Though the extreme “green” coalition found it difficult to convince a King County Superior Court Judge to side with its bizarre arguments (which were based on purely ideological, not legal, grounds), it found favor with Mayor Murray. Seattle’s Department of Planning and Development—on behalf of Murray—decided (using a “tortured and novel legal analysis”) that Foss required a new land-use permit to utilize Terminal 5 for some of Shell Oil’s Arctic drilling fleet.
Foss and Shell appealed the ruling. And, it’s that “tortured and novel legal analysis” that the city hearing examiner ruled strongly against.

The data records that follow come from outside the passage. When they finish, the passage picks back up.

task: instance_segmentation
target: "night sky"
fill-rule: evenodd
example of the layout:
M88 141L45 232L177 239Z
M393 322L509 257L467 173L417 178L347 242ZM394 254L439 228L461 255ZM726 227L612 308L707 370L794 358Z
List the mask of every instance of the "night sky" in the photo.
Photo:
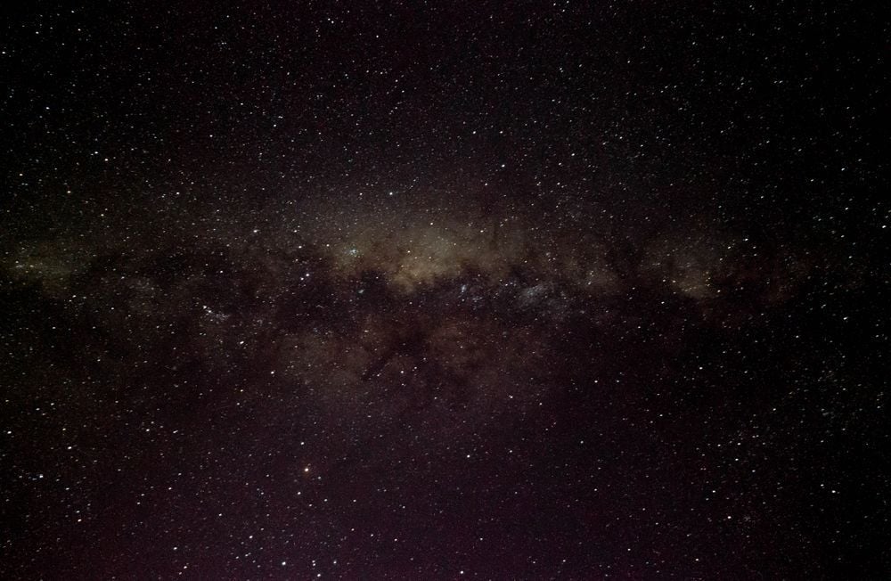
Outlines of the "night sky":
M881 3L12 4L0 577L891 576Z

Foss and Shell have yet to announce future plans for Terminal 5’s use. Foss said it is “awaiting decisions on which vessels will be returning to Puget Sound and where they will be moored.” While a Shell spokesman said the company is “now safely and methodically demobilizing” its fleet after the summer-drilling season in the Chukchi Sea, “how that will impact Seattle in terms of potential future asset staging has yet to be decided.”
But, thanks to the hearing examiner, at least the decision will be made on economic grounds, not ideological ones.